Last Updated: Mon May 09, 2011 21:59 pm (KSA) 18:59 pm (GMT)

Letter from Denmark: Marking scientific expedition from Europe to the Arab world

Visitors to a special show in Copenhagen of a 1761 Danish scientific expedition to the Arab world.
Visitors to a special show in Copenhagen of a 1761 Danish scientific expedition to the Arab world.

It has been 250 years since a special Danish scientific expedition set off from Denmark to the Arab world sent by the 18th century Danish King Frederik V.

But the expedition that has not lost is resonance with the Danish cultural world and Danish Arabs in Copenhagen who have been rediscovering this voyage and its implications for Danish-Arab relations.

The occasion is the opening in Copenhagen of a special exhibition of the historic journey.

In 1761 King Frederik V sent handpicked scientists on an expedition to the East, which was to last two years, with the clear aim of discovering, exploring and documenting the Arab world. However seven years passed before the one surviving scientist of the six, Carsten Niehbuhr returned to Denmark.

The journey took the six from Copenhagen by road to Constantinople and from there to Alexandria and Cairo. They realized that their European clothes were not well suited to the climate, and from early on they begin to wear Oriental attire. Along the way they collected seeds, mapped towns and seas (which included the first map of Yemen and the first map of the Red Sea), and documented scenes of everyday life; one of the men, an illustrator even sketched the various Arab hats that he observed. It was not until they reached Yemen that the first of them succumbed to illness—most probably malaria—followed soon after by the others.

Only Niebuhr and one other traveler made it to India, but Carsten Niehbuhr was soon to become the sole traveler, and he continued his journey alone through Iran, Iraq and Syria, often under the name Abdullah, before he finally returned to Denmark in 1767.

It was Neibuhr who kept a detailed journal of the expedition, and along with illustrations, the exhibition offers a fascinating, and very personal insight into this Danish Arabia expedition.

The exhibition opened on May 8, and it has been a huge success, with critics praising it and large crowds attending the show. Held at Copenhagen’s Royal Library, Prince Henrik of Denmark and Foreign Minister Lene Espersen came to the opening.

To represent the Arab side of the relationship the Director of the Islamic Educational, Scientific and Cultural Organization (ISESCO), Dr. Abdualaziz Othman Altwaijri, and the newly appointed “Ambassador of Historic Relations of Denmark and the Middle East,” and President of Helnan International Hotels, Enan Galaly were present.

The story of this journey was hailed by the guests as having been of huge importance for the relationship between the Arabs and the Danes.
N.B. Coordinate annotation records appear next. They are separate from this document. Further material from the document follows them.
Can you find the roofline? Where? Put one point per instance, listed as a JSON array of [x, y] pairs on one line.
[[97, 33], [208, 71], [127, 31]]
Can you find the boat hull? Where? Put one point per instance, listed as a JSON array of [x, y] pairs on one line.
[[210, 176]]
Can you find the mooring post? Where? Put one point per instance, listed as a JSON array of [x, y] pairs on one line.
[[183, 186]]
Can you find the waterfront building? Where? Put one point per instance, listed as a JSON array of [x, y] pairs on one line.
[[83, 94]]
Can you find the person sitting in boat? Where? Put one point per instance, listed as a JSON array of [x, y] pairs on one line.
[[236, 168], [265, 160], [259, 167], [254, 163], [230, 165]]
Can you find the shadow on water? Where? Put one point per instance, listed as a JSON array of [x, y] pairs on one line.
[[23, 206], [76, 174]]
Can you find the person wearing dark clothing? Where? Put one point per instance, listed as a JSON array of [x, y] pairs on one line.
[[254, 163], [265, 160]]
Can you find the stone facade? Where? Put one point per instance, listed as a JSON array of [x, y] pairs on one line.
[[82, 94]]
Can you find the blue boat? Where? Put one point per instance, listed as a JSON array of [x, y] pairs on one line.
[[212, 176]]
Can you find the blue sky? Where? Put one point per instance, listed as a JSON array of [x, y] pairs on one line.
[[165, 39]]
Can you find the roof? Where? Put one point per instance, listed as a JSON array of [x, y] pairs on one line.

They also said that the relationship served as a beacon of hope for the improvement of relations between the two in the present, especially after the damaging repercussions of the series of cartoons depicting the Prophet Muhammed, which were published in a Danish newspaper in 2005 and which sparked outrage in the Middle East.

Lene Espersen, Minister of Foreign Affairs said, “Fundamentally the expedition is a perfect case study in the benefit of cultural exchange and the ability of meeting a different civilization with an open and inquisitive mind.”

She continued, “Today, 250 years later, the expedition shown here in the library calls on us not to rush to judge other people without getting to know them first.”

In Neibuhr’s own journal he said, “We Europeans often judge the customs of foreign nations too quickly, even before we have come to know them.”

The rediscovering of this journey is also being made into a documentary by the Danish broadcasting corporation (DR), part of which includes a renewed expedition to the Middle East, following in Niebuhr’s footsteps.

Catherine Knudsen of DR said “I went to Egypt, and I think that some ideas that I had about the Middle East before I went turned out to be different. I think that this exhibition is a good idea to build new relations between Denmark and the Middle East, because our relationship is not perfect at the moment. I hope this will strengthen it.”

The expedition was intended as a purely scientific and exploration journey, the first of its kind to set out from Europe to the Orient, and is in stark contrast to the mainly military expeditions that were sent from Europe at the time.

Lene Espersen reiterated its peaceful message, “The expedition was born out of curiosity, a search for knowledge… when the high and mighty rulers of Europe and the capitals could think of little else than to show power and glory, the goals behind Carsten Niebuhr’s expedition to Arabia Felix were different and of a more noble nature.”